Pitch a tent

Bear vs. Shark seeks inspiration in the backwoods

With a month-and-a-half European tour just three weeks away, Detroit-area band Bear vs. Shark decided to go native. Its 2003 Equal Vision debut, Right Now, You’re in the Best of Hands, was a surprisingly adept mix of post-core fury and indie-rock melodicism, like Pavement gone screamo. Two solid years of touring later, the members needed to get some music written. So they snuck into the backwoods of the Michigan’s Upper Peninsula (think Canada with a touch of Deliverance and no universal health care).

“One of the reasons we went was just so we wouldn’t have anything else — like jobs — as a distraction, and certainly no cell phone coverage,” says singer/guitarist Marc Paffi. “Where we were at, the nearest pay phone was 35 to 40 minutes away. We would make this trip into town almost every day for two weeks to get supplies and beer.”

Though the European tour was eventually canceled, they wrote three-fourths of their sophomore release, Terrorhawk, while in the woods and finished it when they returned home. According to Paffi, besides the music-making, the trip was highlighted by the reception they got from the locals.

“You can’t hide a van with five dudes that obviously aren’t hunters or hikers, so we definitely stood out, and once people found out that we were out there in the woods, there would be nights where people would just show up. I would walk out there out of the cabin and there would be these strange people around the bonfire,” says Paffi. “There was this Mennonite kid on a dirt bike that would sneak up to the cabin and trade his mom’s pies for cigarettes. People would drive up in their trucks and want us to shoot their guns. It was insane and a great fucking time.”

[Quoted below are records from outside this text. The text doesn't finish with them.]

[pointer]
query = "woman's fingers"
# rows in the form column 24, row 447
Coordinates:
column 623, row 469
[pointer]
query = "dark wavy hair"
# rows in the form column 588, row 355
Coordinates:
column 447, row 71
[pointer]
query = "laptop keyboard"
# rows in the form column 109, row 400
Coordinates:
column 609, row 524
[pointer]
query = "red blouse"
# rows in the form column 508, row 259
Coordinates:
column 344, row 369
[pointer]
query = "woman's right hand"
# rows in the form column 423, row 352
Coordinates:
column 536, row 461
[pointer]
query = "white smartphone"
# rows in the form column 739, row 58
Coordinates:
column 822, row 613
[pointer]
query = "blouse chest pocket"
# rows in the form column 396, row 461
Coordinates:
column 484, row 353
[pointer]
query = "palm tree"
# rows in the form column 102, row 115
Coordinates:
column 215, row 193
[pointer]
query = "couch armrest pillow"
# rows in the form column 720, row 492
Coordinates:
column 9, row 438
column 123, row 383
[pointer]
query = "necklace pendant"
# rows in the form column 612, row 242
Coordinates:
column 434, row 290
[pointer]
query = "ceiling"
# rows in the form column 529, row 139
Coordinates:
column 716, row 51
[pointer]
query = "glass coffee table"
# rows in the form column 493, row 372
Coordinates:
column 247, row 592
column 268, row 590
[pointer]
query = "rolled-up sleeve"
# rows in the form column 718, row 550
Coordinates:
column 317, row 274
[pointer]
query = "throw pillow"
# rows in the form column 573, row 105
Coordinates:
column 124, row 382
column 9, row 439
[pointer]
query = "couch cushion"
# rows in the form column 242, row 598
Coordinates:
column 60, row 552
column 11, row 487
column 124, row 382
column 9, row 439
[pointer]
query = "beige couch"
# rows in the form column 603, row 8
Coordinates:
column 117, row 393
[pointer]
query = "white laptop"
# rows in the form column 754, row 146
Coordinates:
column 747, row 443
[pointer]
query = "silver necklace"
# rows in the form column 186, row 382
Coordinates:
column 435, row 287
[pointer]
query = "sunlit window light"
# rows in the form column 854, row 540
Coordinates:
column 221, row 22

Such an equation (insanity = a good time) is a good approximation of the quintet’s musical approach. Driven by a chunky, angular guitar attack that owes more than a little debt to D.C. post-punk acts like Shudder to Think, the members manage a rough-hewn sound with the choppy, textural pulse of math rock. The songs are keyed by effective use of loud/soft dynamics and Paffi’s versatile vocals, whose often impassioned sing/scream recalls the Minutemen’s D. Boon. While Paffi’s vocals thrash and guitars chaotically churn, the hooks offer the listener something to hold on to, like a roller coaster’s shoulder harness as it winds through a sonic corkscrew.

Terrorhawk is tighter and more cohesive than the debut, something Paffi credits to both touring and the circumscribed writing period. Another key is the group’s growing comfort on different instruments: The lineup switches several times during the evening, with the bassist migrating to rhythm or lead guitar and vice versa. It also has a direct influence on the songwriting, as each guitarist brings a different style to the music.

“Each of the guys has a set of sounds they like. John [Gaviglio] is definitely a low and Mike [Muldoon]’s a way high Fender sound; Derek [Kiesgen] is definitely a mid. That makes it hard, too, because now they’re starting to want their tone live and to not play on someone else’s guitar setup,” Paffi says. “We’re trying to get it down so it’s much more fluid, because not everyone can have a bass guitar setup, so everybody’s got to continually move.”

Like the futuristic novel from which the guys take their name, Bear vs. Shark is an “age-appropriate” spectacle seeking to ramp up entertainment values like gas prices. Judging from the terrific Terrorhawk, Bear vs. Shark is well on its way.